Both parties already governed together between 2015 and 2017. Now, the government coalition includes two small right-wing parties. “I am proud that we have agreed on a paradigm shift in immigration policy“, declared Purra exultant. The conditions to obtain a residence permit or citizenship, as well as family reunification, are tightening.

It is curious that the leader of the swedish democrats used the same expression of “paradigm shift” when presenting the Tido agreement, negotiated in the so-called castle, between conservatives, Christian Democrats, liberals and the extreme right of the DS. The latter, although they finished second with more than 20% in the legislative elections in September 2022, honored their promise not to enter the Swedish government headed by the conservative leader Ulf Kristersson, third in the polls. (19%). The party with the most votes was the Social Democrat (30%), but it could not form a government because the right-wing bloc won three more seats than the left-wing one.

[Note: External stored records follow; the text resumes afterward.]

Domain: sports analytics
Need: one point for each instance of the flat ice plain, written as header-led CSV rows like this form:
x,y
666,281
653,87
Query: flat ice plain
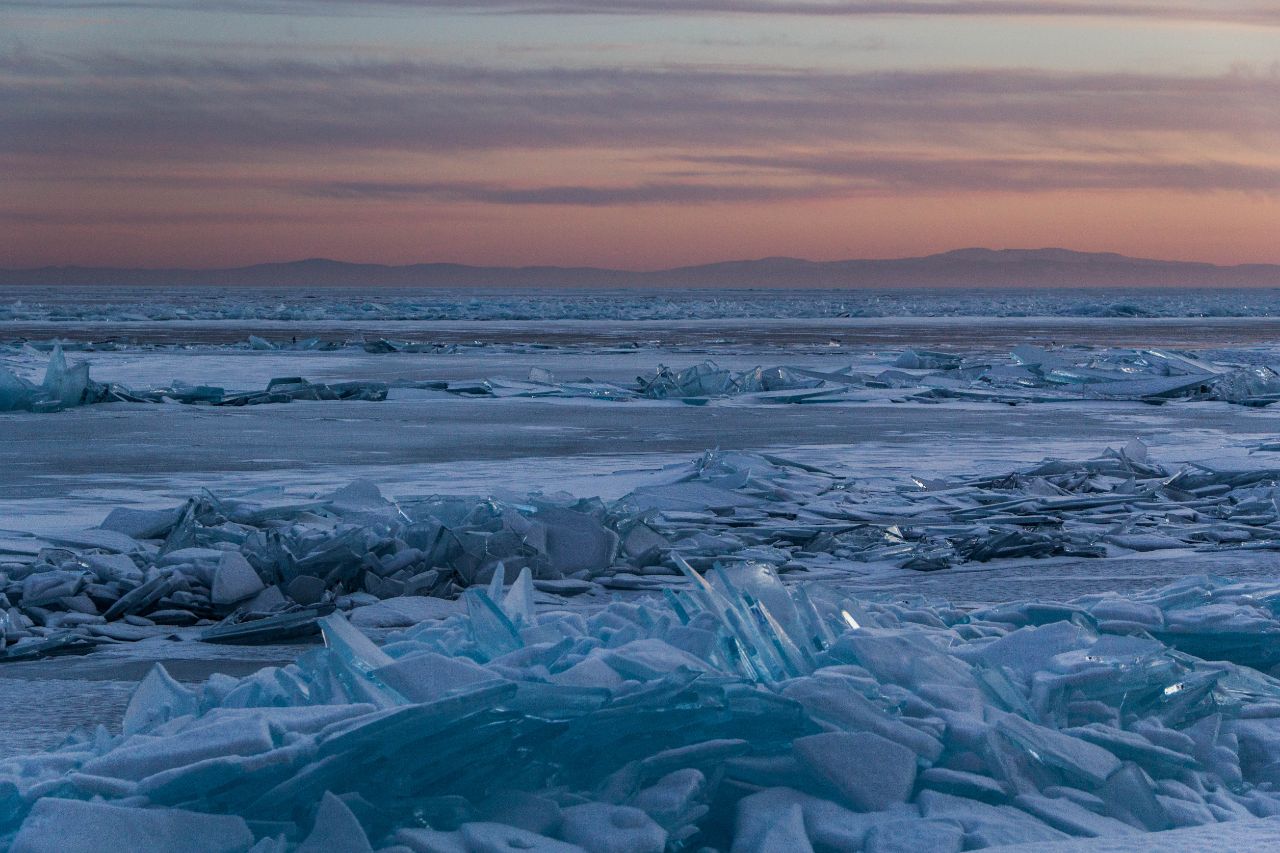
x,y
909,682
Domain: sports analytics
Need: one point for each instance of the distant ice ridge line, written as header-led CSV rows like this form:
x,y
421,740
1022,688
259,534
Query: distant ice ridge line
x,y
1028,375
301,304
736,715
69,386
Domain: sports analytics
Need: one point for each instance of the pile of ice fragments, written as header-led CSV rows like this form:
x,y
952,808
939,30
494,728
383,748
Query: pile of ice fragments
x,y
68,386
736,715
1029,374
265,568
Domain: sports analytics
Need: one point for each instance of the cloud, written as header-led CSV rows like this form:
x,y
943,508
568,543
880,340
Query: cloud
x,y
1207,10
112,108
832,178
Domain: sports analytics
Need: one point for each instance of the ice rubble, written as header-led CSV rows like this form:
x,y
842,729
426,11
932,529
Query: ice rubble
x,y
67,386
1029,374
266,566
735,715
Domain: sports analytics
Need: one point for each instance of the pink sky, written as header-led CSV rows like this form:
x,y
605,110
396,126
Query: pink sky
x,y
671,133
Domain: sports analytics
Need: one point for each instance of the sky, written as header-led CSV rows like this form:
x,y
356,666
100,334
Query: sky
x,y
634,133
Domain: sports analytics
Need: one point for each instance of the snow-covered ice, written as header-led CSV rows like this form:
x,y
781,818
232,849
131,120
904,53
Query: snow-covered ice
x,y
515,592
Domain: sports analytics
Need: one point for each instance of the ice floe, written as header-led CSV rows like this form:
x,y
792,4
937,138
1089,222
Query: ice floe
x,y
736,714
266,566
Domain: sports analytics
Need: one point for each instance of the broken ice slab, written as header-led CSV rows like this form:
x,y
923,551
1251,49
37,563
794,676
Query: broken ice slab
x,y
279,628
261,555
67,386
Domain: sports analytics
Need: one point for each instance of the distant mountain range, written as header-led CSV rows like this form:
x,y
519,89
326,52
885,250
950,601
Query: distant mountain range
x,y
961,268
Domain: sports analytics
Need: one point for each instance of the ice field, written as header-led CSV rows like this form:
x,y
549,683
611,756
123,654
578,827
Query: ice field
x,y
735,571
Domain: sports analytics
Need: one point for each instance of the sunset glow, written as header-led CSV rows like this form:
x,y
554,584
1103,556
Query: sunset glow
x,y
644,133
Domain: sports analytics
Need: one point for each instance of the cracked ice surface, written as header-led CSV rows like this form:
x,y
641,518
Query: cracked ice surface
x,y
739,714
266,566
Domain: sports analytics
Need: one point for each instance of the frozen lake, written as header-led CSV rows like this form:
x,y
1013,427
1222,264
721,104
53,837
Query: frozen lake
x,y
65,470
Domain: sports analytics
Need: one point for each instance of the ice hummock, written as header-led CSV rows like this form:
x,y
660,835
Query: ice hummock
x,y
1027,375
268,566
68,386
739,714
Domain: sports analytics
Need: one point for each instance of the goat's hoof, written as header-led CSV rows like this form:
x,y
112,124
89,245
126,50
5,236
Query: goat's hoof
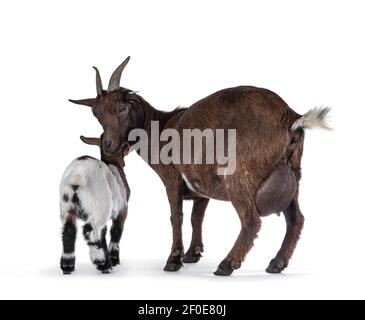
x,y
226,267
193,255
104,265
173,267
114,259
191,258
67,265
173,264
276,265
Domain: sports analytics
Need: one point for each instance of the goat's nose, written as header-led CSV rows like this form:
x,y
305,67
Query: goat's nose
x,y
108,144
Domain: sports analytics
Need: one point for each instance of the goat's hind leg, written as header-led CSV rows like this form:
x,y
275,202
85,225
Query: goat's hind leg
x,y
250,226
95,239
294,225
67,263
116,232
193,255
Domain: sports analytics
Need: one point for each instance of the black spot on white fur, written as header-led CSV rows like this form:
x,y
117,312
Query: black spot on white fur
x,y
75,199
84,158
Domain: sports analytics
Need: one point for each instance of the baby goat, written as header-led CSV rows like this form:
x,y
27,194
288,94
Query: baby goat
x,y
93,191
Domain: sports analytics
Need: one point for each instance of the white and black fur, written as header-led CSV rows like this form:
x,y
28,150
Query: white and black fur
x,y
93,192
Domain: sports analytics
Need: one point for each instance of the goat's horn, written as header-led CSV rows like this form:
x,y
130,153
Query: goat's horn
x,y
92,141
99,84
85,102
114,81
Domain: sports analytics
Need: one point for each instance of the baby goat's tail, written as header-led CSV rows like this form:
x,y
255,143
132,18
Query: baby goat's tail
x,y
314,118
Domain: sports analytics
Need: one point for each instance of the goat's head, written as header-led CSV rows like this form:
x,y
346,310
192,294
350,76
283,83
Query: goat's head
x,y
115,159
117,109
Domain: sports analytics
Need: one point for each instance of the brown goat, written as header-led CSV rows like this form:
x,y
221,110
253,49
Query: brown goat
x,y
269,147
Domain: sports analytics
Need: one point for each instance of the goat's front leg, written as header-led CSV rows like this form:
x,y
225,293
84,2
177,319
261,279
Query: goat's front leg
x,y
174,262
116,232
95,238
67,263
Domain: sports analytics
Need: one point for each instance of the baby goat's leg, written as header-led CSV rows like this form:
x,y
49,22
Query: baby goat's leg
x,y
68,240
115,236
98,252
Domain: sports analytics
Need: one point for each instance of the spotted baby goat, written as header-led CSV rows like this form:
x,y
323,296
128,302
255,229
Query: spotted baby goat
x,y
93,191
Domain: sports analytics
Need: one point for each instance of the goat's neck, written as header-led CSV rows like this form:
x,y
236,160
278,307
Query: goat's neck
x,y
151,114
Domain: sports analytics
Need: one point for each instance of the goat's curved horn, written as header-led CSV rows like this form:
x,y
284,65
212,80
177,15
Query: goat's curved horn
x,y
114,81
99,84
85,102
92,141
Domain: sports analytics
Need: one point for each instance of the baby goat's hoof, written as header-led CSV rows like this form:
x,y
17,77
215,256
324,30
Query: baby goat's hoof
x,y
114,258
105,266
276,265
67,265
173,267
115,261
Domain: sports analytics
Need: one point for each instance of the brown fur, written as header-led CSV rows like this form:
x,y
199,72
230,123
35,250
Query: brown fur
x,y
268,157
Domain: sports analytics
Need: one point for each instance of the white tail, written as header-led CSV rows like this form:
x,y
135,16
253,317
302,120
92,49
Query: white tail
x,y
314,118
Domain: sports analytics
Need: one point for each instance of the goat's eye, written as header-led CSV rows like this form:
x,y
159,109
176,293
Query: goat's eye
x,y
122,109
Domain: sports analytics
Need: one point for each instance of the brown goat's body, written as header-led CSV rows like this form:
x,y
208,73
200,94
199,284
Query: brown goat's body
x,y
269,146
265,176
262,121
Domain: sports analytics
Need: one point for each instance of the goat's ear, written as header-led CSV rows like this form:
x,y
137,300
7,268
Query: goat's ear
x,y
85,102
92,141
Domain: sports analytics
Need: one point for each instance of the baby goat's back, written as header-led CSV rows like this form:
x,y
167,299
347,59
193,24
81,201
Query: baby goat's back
x,y
92,190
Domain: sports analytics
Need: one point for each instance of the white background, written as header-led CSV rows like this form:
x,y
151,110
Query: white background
x,y
310,52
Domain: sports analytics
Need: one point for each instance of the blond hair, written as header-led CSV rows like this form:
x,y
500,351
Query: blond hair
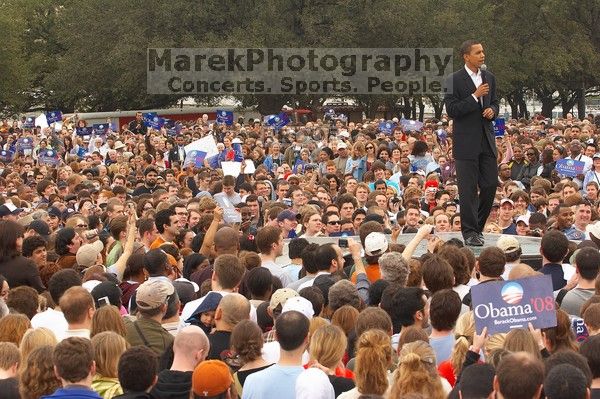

The extreme right of the DS is not, true, in the Executive. But his ideas, embodied in the 63 pages of the coalition agreement, do. Among the notable points the restrictions on access to refugee status, citizenship and family reunification. Sweden hosted 6,400 refugees in 2022; this year it will only accept 900, the mandatory quota set by the EU. The “paradigm shift”, in short.

What lies behind that is deeper, no doubt. “He rejection and fear of immigration All the countries in Europe have won, so the right-wing parties are launching themselves to respond to the requests of their constituents while those on the left are losing influence,” said specialist Marc Lazar a few days ago.

The hybridization of the rights

It is what some specialists call hybridization of the rights: the extreme right settles in the heart of the democracies, normalizing itself and, in some cases, substituting the traditional right and this one assumes its arguments.

This is what happened in Italy with the Prime Minister Giorgia Meloni. Its normalization process is being accelerated by two factors: the vacuum left by the death of Silvio Berlusconia populist and histrionic ruler without a doubt, but who was admitted to the European People’s Party in times of Jose Maria Aznar.

The other circumstance is the Russian invasion of the Ukraine. This has led the nationalist Polish government from European ostracism for being illiberal to an essential ally and front-line player in the coalition led by the US and the UK and to which Paris and Berlin have had no choice but to reluctantly join.

That’s why the first one is important. Alternative for Germany (AfD) election victory last Sunday. His candidate prevailed in the second round of the Sonneberg district with 53% of the votes against his rival, a Christian Democrat who was supported by the rest of the forces of the entire political spectrum. It is just a drop, a commonwealth of 57,000 inhabitants in a country of 87 million. The bad thing is that in the electoral polls the extreme right is already between 18% and 20%on the same level as Chancellor Scholz’s Social Democracy, behind Christian Democracy but well ahead of liberals and environmentalists.